Tot de generatie van Tachtig worden theatermakers als Jan Fabre, Jan Lauwers, Ivo van Hove, Lucas Vandervost, Guy Cassiers, Alain Platel, Anne Teresa de Keersmaeker, Wim Vandekeybus en Jan Decorte gerekend. Artiesten die de voorbije decennia zowel in binnen- als in buitenland grote erkenning hebben gekregen. De meesten onder hen hebben inmiddels een eigen gezelschap of schouwburg en drukken hun artistieke stempel nog steeds op de Vlaamse podiumkunsten.De generatiediscussie wordt nog versterkt door een institutionele discussie die het Vlaamse theater sinds de jaren tachtig stevig in zijn greep houdt. Daarbij worden de kleine en de grote zaal tegen elkaar uitgespeeld. De grote zaal wordt geassocieerd met institutionalisering, vervreemding en artistiek compromis. De kleine zaal staat dan voor authenticiteit en de mogelijkheid om trouw te blijven aan de initiële artistieke impuls. In de grote zaal zou het instituut voorop staan, in de kleine zaal de artiest. Dat is enigszins geschematiseerd, maar het is niet moeilijk om deze tweedeling te traceren vanaf het begin van de jaren tachtig tot nu. Paradoxaal is het de beruchte generatie van Tachtig die in die periode evolueerde van de kleine naar de grote zaal.

Toneelhuis voelt zich aangesproken door deze discussie, niet alleen omdat zijn artistiek leider een Tachtiger is, maar ook omdat P.U.L.S. expliciet vertrekt van de mogelijkheid en de vruchtbaarheid van een dialoog tussen generaties én vanuit de idee dat de grote zaal over een artistiek potentieel beschikt dat ook nieuwe theatermakers kan aanspreken.

Het leek ons goed om al die vragen voor te leggen aan onze theatermakers, over de generaties heen. En dat in onverwachte en verrassende gesprekscombinaties. Wat dacht u van een tafel met Alain Platel, Lisaboa Houbrechts, Mokhallad Rasem en Guy Cassiers? 
Of van de combinatie Jan Lauwers, Bosse Provoost en Benjamin Verdonck? Of liever: Marie Vinck, Stef Aerts en Thomas Verstraeten van FC Bergman, en Jan Fabre en Hannah de Meyer? Of tenslotte: Ivo van Hove, Tom Dewispelaere en Timeau De Keyser? Gelukkig hoeft u niet te kiezen. In deze Toneelg(e)ruis #10 kan u bij de vier tafels aanschuiven.

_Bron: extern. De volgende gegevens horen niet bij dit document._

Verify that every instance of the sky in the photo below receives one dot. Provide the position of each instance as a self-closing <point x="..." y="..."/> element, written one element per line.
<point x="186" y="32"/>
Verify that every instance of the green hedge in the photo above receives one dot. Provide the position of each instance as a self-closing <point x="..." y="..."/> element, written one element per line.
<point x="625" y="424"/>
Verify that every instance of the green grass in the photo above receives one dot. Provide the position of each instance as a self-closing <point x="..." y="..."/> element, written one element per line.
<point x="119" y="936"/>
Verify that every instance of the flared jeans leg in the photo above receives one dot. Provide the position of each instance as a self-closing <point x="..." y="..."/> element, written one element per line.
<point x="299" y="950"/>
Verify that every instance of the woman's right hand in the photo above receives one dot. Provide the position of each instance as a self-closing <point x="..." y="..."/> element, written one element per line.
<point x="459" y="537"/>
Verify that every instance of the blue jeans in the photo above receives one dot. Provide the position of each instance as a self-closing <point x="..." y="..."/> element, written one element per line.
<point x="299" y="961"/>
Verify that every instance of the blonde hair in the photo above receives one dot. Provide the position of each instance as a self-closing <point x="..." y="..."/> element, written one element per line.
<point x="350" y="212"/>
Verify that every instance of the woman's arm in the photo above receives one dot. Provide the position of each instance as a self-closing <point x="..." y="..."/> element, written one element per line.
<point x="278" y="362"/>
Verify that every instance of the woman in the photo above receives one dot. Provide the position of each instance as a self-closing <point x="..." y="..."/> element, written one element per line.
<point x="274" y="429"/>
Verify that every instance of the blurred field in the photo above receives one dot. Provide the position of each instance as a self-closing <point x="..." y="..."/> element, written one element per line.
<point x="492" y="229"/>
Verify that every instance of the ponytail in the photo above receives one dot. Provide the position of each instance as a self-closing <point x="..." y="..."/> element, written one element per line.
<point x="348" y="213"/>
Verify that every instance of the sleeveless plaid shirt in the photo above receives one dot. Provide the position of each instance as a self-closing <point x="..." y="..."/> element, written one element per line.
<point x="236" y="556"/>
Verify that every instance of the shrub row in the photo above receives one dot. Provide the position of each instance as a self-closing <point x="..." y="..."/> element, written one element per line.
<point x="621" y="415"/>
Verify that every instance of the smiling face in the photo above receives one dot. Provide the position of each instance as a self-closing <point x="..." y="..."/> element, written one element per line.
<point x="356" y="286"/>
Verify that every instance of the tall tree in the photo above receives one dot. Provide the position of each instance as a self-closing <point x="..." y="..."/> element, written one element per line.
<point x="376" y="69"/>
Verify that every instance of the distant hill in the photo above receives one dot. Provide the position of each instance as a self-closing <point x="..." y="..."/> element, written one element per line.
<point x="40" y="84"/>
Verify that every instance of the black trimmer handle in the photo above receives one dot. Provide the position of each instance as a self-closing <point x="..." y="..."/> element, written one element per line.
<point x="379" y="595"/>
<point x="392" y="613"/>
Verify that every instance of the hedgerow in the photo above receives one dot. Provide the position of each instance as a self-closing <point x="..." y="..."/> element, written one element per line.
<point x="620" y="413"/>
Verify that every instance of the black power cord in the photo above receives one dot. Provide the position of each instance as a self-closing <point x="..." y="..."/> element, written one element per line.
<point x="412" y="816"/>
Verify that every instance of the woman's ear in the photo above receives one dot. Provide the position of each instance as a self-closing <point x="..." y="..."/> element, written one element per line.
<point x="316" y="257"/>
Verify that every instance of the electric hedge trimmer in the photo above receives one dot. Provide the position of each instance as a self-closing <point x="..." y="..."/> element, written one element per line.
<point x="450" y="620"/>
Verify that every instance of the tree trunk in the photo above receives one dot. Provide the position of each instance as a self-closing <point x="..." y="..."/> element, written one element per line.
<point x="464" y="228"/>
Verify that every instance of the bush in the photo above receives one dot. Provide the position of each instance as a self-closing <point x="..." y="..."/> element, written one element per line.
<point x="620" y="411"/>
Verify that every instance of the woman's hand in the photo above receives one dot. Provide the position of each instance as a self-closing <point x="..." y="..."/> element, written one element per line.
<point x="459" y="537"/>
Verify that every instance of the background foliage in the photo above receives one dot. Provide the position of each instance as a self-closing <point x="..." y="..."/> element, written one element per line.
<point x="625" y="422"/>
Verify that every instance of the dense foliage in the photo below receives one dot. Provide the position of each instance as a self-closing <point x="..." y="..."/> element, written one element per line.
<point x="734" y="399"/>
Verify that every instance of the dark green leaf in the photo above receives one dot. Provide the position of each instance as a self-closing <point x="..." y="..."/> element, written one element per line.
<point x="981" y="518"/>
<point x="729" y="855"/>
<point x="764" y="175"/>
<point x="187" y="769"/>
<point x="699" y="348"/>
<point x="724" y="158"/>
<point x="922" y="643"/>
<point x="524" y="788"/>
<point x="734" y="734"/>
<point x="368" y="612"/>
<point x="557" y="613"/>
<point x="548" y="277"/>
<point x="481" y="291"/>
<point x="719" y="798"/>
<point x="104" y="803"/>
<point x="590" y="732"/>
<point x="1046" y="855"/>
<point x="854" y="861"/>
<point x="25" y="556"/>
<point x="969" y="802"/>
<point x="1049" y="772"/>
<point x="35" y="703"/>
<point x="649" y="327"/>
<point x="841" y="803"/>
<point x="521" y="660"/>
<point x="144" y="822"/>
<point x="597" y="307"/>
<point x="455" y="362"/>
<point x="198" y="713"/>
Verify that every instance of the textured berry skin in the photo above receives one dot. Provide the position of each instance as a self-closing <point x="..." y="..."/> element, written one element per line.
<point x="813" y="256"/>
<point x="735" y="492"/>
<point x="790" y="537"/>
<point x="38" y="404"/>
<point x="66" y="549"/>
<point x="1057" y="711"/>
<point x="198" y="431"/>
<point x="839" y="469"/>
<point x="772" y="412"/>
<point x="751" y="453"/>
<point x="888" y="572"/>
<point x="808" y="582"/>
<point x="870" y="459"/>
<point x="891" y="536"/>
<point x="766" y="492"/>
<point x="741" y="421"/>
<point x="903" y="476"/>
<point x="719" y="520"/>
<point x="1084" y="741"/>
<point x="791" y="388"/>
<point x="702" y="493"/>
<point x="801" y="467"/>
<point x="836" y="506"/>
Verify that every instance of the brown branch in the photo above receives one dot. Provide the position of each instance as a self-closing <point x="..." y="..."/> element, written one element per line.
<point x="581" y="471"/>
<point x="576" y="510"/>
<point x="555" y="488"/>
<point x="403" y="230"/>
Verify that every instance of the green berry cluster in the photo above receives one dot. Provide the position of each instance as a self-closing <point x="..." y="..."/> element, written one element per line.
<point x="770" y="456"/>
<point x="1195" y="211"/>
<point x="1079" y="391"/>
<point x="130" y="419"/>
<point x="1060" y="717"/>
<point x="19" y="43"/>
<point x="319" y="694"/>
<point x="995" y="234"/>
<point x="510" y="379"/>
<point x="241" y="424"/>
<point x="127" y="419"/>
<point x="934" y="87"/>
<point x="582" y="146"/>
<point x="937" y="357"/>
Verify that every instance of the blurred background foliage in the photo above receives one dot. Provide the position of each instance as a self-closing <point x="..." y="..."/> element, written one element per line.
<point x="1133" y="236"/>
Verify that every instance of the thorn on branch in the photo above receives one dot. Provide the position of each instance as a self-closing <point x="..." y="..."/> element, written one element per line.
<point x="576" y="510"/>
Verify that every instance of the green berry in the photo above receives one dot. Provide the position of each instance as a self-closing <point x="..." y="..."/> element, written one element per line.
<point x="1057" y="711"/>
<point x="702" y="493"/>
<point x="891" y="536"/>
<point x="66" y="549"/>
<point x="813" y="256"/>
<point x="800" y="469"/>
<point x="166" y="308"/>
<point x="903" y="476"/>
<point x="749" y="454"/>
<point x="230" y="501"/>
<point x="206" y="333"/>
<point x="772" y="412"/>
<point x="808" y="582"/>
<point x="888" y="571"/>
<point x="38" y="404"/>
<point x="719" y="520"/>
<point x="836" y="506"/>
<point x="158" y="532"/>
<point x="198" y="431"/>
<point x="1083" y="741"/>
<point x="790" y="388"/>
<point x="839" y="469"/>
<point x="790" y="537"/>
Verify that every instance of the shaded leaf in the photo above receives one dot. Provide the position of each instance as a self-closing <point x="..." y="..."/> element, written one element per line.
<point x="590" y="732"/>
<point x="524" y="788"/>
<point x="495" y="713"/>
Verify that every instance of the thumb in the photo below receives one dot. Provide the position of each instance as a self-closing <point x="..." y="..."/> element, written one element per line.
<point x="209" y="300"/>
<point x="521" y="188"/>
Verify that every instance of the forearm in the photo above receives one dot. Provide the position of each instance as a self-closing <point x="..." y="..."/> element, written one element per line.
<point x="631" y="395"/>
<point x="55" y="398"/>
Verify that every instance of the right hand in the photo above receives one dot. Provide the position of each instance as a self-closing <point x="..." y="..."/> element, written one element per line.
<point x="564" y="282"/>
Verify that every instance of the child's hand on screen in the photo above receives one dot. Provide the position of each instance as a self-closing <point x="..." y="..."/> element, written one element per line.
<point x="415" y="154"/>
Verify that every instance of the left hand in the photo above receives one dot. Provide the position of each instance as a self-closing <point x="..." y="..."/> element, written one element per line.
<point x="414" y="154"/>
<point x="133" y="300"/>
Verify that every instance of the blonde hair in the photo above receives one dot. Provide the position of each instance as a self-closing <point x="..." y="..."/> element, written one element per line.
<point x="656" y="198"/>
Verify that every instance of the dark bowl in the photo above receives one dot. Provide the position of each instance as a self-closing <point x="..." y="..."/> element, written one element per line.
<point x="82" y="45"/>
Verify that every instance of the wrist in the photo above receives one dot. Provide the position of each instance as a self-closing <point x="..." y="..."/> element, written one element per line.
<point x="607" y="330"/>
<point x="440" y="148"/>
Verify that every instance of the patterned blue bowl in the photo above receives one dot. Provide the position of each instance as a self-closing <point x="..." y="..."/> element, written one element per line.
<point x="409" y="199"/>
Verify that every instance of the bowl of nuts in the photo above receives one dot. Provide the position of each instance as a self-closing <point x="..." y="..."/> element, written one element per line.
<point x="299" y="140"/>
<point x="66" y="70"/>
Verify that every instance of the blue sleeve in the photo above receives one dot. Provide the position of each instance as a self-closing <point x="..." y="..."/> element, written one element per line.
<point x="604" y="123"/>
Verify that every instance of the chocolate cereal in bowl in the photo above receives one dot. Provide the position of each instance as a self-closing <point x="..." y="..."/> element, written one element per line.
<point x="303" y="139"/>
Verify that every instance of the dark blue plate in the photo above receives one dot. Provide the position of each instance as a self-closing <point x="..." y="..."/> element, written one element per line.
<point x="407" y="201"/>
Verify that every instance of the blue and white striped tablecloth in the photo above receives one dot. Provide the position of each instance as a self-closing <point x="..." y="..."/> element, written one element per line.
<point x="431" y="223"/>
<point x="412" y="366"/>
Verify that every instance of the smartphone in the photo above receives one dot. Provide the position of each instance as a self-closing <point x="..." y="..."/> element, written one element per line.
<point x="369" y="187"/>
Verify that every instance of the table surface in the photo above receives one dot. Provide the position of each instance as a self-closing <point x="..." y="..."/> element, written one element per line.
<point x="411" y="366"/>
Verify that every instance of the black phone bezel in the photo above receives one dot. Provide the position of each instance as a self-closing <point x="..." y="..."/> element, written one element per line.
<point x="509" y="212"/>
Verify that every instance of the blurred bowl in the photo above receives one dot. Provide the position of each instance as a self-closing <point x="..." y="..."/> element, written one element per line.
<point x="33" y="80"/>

Er wordt uitvoerig gesproken over de generatiekloof, de grote versus de kleine zaal, over authenticiteit en institutionalisering, over diversiteit en de stad, over de functie van theater en kunst,... Niet dat iedereen het steeds met de ander eens is, maar artistieke dialogen zijn het zeker. En daar is het uiteindelijk allemaal om te doen.